Download Original Figure
3.2. Distribution Between Series

Figure 3 presents scatter plots and fitted linear regression lines for all pairwise combinations of the three parameters, showing the distributions of lenis, fortis, and aspirated stops in dual–dimensional spaces. All values were z–scored within participant (i.e., standardized per speaker) to minimize absolute differences induced by physiological factors, enabling us to focus on the contrast between stop series. In each panel, the upper–left corner reports the estimated pairwise Pearson linear correlation coefficient between the two parameters for the corresponding “pair×dialect” group. Across all groups, the absolute magnitudes of the pairwise Pearson correlations were small to moderate (|R|<.35), indicating limited collinearity among the parameters. We suspect that the very small p–values arise from spurious correlations induced by the distributional separation between stop series when tokens are projected into the dual–dimensional space–i.e., the stop series functions as a confounder. When correlations were re–estimated within each stop series, the coefficients dropped to negligible levels (mean |R|=.133, SE=.015). We therefore conclude that, in the present data, the three parameters are not virtually intercorrelated, and subsequent evaluations of feature importance are unlikely to be diluted by multicollinearity.

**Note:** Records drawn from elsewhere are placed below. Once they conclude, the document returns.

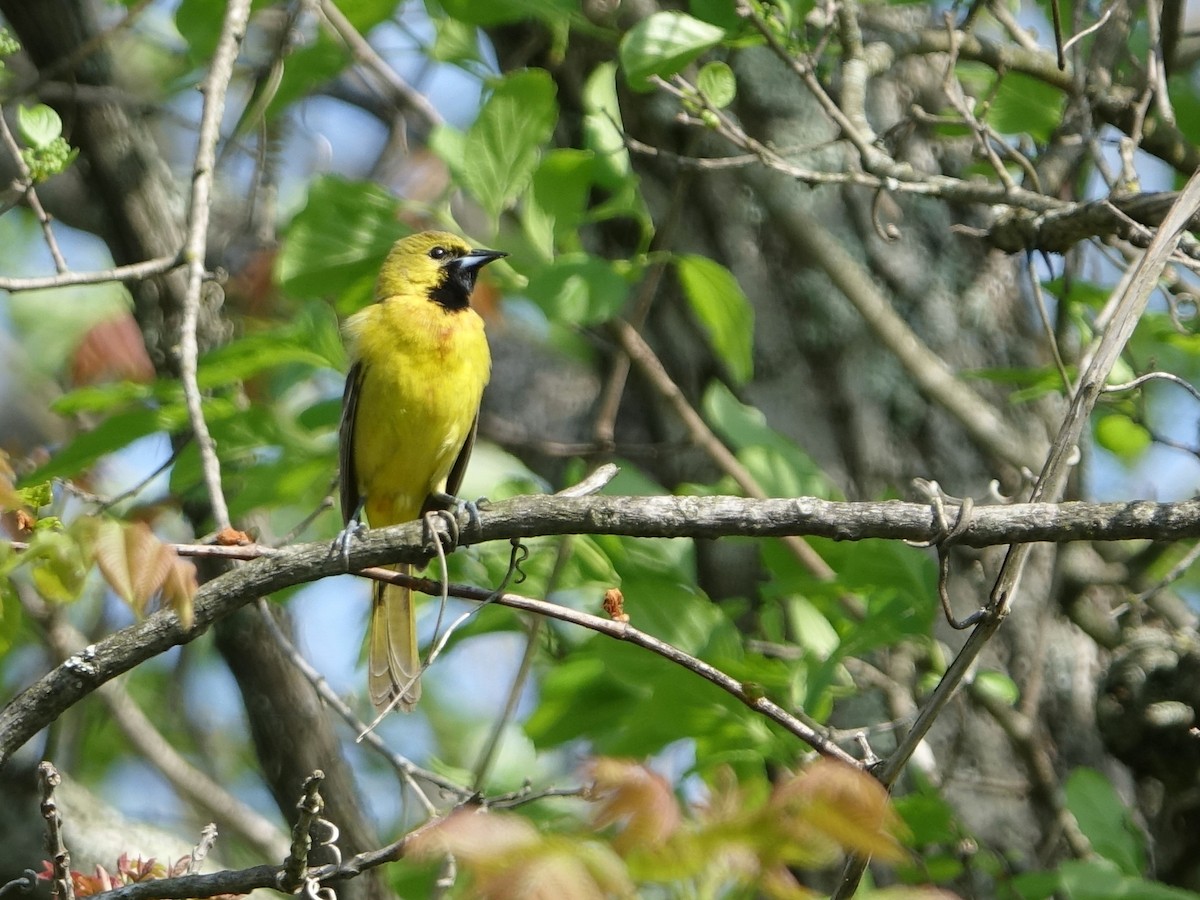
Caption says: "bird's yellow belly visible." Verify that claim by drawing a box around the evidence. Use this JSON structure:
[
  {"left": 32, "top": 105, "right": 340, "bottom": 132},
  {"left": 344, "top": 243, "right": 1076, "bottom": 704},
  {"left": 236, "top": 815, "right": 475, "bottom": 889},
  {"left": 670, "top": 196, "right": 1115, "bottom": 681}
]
[{"left": 348, "top": 299, "right": 490, "bottom": 527}]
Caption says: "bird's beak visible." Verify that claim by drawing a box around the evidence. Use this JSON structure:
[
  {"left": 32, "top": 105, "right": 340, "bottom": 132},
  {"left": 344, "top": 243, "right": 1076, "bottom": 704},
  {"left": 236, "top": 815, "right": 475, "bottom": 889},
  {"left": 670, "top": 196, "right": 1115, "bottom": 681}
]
[
  {"left": 457, "top": 248, "right": 508, "bottom": 271},
  {"left": 444, "top": 248, "right": 507, "bottom": 295}
]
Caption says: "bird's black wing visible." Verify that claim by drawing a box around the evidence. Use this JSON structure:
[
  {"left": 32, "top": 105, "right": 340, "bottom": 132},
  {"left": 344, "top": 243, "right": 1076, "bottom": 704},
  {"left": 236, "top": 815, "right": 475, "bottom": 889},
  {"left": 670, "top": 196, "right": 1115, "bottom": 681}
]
[
  {"left": 338, "top": 361, "right": 365, "bottom": 524},
  {"left": 442, "top": 411, "right": 479, "bottom": 501}
]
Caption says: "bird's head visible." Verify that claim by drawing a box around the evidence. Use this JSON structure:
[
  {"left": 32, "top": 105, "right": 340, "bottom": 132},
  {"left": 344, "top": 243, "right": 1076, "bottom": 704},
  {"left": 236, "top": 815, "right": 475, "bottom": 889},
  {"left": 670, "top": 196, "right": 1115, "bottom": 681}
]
[{"left": 377, "top": 230, "right": 507, "bottom": 310}]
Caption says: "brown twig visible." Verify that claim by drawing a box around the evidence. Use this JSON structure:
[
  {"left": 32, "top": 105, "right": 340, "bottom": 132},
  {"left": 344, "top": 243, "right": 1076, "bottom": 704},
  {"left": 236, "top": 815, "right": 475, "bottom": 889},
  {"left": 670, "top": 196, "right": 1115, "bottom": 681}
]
[
  {"left": 0, "top": 99, "right": 67, "bottom": 271},
  {"left": 38, "top": 761, "right": 74, "bottom": 900},
  {"left": 177, "top": 0, "right": 252, "bottom": 533},
  {"left": 0, "top": 253, "right": 182, "bottom": 291},
  {"left": 610, "top": 318, "right": 838, "bottom": 582},
  {"left": 364, "top": 565, "right": 859, "bottom": 765}
]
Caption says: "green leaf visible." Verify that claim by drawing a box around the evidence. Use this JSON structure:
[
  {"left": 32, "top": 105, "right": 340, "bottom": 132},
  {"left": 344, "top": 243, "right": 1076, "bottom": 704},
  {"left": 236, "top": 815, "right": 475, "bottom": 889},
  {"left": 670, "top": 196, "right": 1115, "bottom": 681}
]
[
  {"left": 17, "top": 104, "right": 62, "bottom": 149},
  {"left": 893, "top": 790, "right": 960, "bottom": 846},
  {"left": 522, "top": 149, "right": 597, "bottom": 257},
  {"left": 676, "top": 254, "right": 754, "bottom": 383},
  {"left": 337, "top": 0, "right": 399, "bottom": 29},
  {"left": 1056, "top": 859, "right": 1196, "bottom": 898},
  {"left": 261, "top": 36, "right": 350, "bottom": 122},
  {"left": 987, "top": 72, "right": 1065, "bottom": 143},
  {"left": 433, "top": 0, "right": 577, "bottom": 26},
  {"left": 696, "top": 60, "right": 736, "bottom": 108},
  {"left": 786, "top": 596, "right": 838, "bottom": 656},
  {"left": 428, "top": 122, "right": 467, "bottom": 173},
  {"left": 1008, "top": 868, "right": 1062, "bottom": 900},
  {"left": 459, "top": 70, "right": 558, "bottom": 221},
  {"left": 52, "top": 381, "right": 159, "bottom": 416},
  {"left": 277, "top": 175, "right": 400, "bottom": 306},
  {"left": 198, "top": 307, "right": 344, "bottom": 388},
  {"left": 974, "top": 669, "right": 1020, "bottom": 706},
  {"left": 1065, "top": 769, "right": 1146, "bottom": 877},
  {"left": 1095, "top": 414, "right": 1150, "bottom": 462},
  {"left": 700, "top": 381, "right": 831, "bottom": 498},
  {"left": 619, "top": 11, "right": 726, "bottom": 91},
  {"left": 525, "top": 253, "right": 630, "bottom": 325},
  {"left": 175, "top": 0, "right": 226, "bottom": 64},
  {"left": 689, "top": 0, "right": 745, "bottom": 29},
  {"left": 23, "top": 407, "right": 184, "bottom": 485},
  {"left": 430, "top": 16, "right": 482, "bottom": 64},
  {"left": 582, "top": 62, "right": 632, "bottom": 186},
  {"left": 580, "top": 63, "right": 652, "bottom": 234}
]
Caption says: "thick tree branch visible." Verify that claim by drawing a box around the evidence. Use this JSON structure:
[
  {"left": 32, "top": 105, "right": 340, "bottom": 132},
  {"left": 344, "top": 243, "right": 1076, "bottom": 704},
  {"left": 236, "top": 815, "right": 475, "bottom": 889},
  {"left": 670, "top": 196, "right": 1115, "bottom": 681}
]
[{"left": 4, "top": 491, "right": 1200, "bottom": 766}]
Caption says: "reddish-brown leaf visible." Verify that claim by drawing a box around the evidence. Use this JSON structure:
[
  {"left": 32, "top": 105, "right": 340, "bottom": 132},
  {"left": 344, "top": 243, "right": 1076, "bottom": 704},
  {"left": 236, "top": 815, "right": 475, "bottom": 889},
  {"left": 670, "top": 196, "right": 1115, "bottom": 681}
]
[{"left": 587, "top": 757, "right": 681, "bottom": 853}]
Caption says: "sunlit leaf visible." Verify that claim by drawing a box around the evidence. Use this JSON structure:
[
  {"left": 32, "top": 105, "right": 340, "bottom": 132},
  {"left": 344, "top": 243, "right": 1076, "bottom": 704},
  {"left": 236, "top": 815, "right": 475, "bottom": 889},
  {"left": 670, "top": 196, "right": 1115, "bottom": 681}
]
[
  {"left": 24, "top": 406, "right": 185, "bottom": 485},
  {"left": 986, "top": 72, "right": 1064, "bottom": 142},
  {"left": 459, "top": 69, "right": 559, "bottom": 221},
  {"left": 773, "top": 759, "right": 906, "bottom": 862},
  {"left": 973, "top": 669, "right": 1020, "bottom": 706},
  {"left": 523, "top": 149, "right": 597, "bottom": 258},
  {"left": 525, "top": 253, "right": 630, "bottom": 324},
  {"left": 17, "top": 104, "right": 62, "bottom": 148},
  {"left": 94, "top": 520, "right": 176, "bottom": 615},
  {"left": 1095, "top": 413, "right": 1151, "bottom": 462},
  {"left": 676, "top": 255, "right": 754, "bottom": 384},
  {"left": 434, "top": 0, "right": 577, "bottom": 27},
  {"left": 696, "top": 60, "right": 736, "bottom": 108},
  {"left": 161, "top": 557, "right": 198, "bottom": 629},
  {"left": 277, "top": 175, "right": 400, "bottom": 305},
  {"left": 619, "top": 11, "right": 726, "bottom": 91},
  {"left": 1065, "top": 768, "right": 1145, "bottom": 877},
  {"left": 410, "top": 808, "right": 633, "bottom": 899}
]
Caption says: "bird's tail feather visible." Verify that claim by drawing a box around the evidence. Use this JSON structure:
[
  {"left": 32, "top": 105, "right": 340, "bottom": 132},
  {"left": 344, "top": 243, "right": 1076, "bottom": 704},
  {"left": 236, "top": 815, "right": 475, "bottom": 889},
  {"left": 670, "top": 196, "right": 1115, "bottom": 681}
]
[{"left": 368, "top": 564, "right": 421, "bottom": 711}]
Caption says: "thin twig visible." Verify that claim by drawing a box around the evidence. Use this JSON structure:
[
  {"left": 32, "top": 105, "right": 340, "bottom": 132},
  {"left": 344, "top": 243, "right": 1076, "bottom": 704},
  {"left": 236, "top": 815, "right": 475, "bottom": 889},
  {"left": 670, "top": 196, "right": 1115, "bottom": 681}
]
[
  {"left": 38, "top": 762, "right": 74, "bottom": 900},
  {"left": 0, "top": 101, "right": 67, "bottom": 271},
  {"left": 0, "top": 253, "right": 181, "bottom": 291},
  {"left": 1062, "top": 2, "right": 1118, "bottom": 56},
  {"left": 610, "top": 318, "right": 838, "bottom": 582},
  {"left": 1026, "top": 253, "right": 1071, "bottom": 389},
  {"left": 1104, "top": 370, "right": 1200, "bottom": 405},
  {"left": 253, "top": 599, "right": 473, "bottom": 799},
  {"left": 177, "top": 0, "right": 252, "bottom": 532},
  {"left": 471, "top": 535, "right": 577, "bottom": 792},
  {"left": 365, "top": 565, "right": 859, "bottom": 766},
  {"left": 317, "top": 0, "right": 441, "bottom": 131},
  {"left": 17, "top": 588, "right": 290, "bottom": 861}
]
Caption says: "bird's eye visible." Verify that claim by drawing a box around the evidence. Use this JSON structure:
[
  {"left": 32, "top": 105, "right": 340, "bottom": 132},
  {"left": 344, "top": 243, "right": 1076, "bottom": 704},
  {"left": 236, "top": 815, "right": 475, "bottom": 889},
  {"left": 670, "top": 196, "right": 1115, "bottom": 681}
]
[{"left": 429, "top": 246, "right": 448, "bottom": 260}]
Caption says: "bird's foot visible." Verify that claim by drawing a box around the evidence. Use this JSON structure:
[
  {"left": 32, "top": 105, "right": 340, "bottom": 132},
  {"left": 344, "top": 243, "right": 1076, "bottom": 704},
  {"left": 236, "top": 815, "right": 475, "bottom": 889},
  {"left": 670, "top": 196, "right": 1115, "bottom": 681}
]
[
  {"left": 332, "top": 516, "right": 368, "bottom": 569},
  {"left": 424, "top": 492, "right": 488, "bottom": 550}
]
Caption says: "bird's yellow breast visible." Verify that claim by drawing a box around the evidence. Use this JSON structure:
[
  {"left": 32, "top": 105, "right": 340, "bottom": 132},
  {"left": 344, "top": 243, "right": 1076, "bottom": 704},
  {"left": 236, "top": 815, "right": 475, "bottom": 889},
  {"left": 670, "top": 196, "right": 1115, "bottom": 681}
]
[{"left": 344, "top": 293, "right": 490, "bottom": 527}]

Our results largely replicate patterns reported in previous studies. For the glottal tension controlled by medial compression–as indexed by the EGG–derived PC1 factor scores–the fortis series exhibits higher values than the other two. In terms of f0, the lenis series shows lower values than both the fortis and aspirated series. VOT displays a dialect–specific pattern: in Seoul Korean, the lenis series has merged with the aspirated series, whereas in Yanbian Korean, it has merged with the fortis series.

pss-17-3-29-g3
Figure 3. Scatter plots, fitted linear regression lines, and estimated pairwise Pearson correlation coefficients. VOT, voice onset time.
Download Original Figure

Separate linear mixed–effects models were fitted to the data from each dialect in R using the lmer() function in the lmerTest package (Kuznetsova et al., 2017). Fixed effects were stop series, place of articulation, and vowel. The random–effects structure included by–participant intercepts and by–participant slopes for each fixed effect. For Yanbian Korean, because the sample comprised both female and male speakers, gender was added as an additional fixed effect. By–gender slopes were excluded because they resulted in singular fits. Repetition was excluded as a predictor, as it did not improve model fit according to AIC and BIC. Pairwise comparisons of estimated marginal means (EMMs) among the three stop series were conducted using the emmeans package, with Tukey adjustment for multiple comparisons (Lenth, 2025). No significant differences in glottal tension were found for any of the three pairs in Seoul Korean (lenis–fortis: β=−0.959, t=−2.338, p=.193; lenis–aspirated: β=−0.043, t=−0.381, p=.993; fortis–aspirated: β=0.917, t=3.456, p=.081), nor for the lenis–aspirated pair in Yanbian Korean (β=−0.234, t=−1.235, p=.514). Likewise, no significant f0 differences were observed between fortis and aspirated stops in either dialect (Seoul: β=−0.094, t=−0.369, p=.929; Yanbian: β=−0.103, t=−0.713, p=.774). Finally, in Seoul Korean, the VOT contrast between lenis and aspirated stops did not reach statistical significance (β=−0.456, t=−2.876, p=.124). For full model details and the pairwise comparisons of EMMs, see the Appendixs 1 and 2.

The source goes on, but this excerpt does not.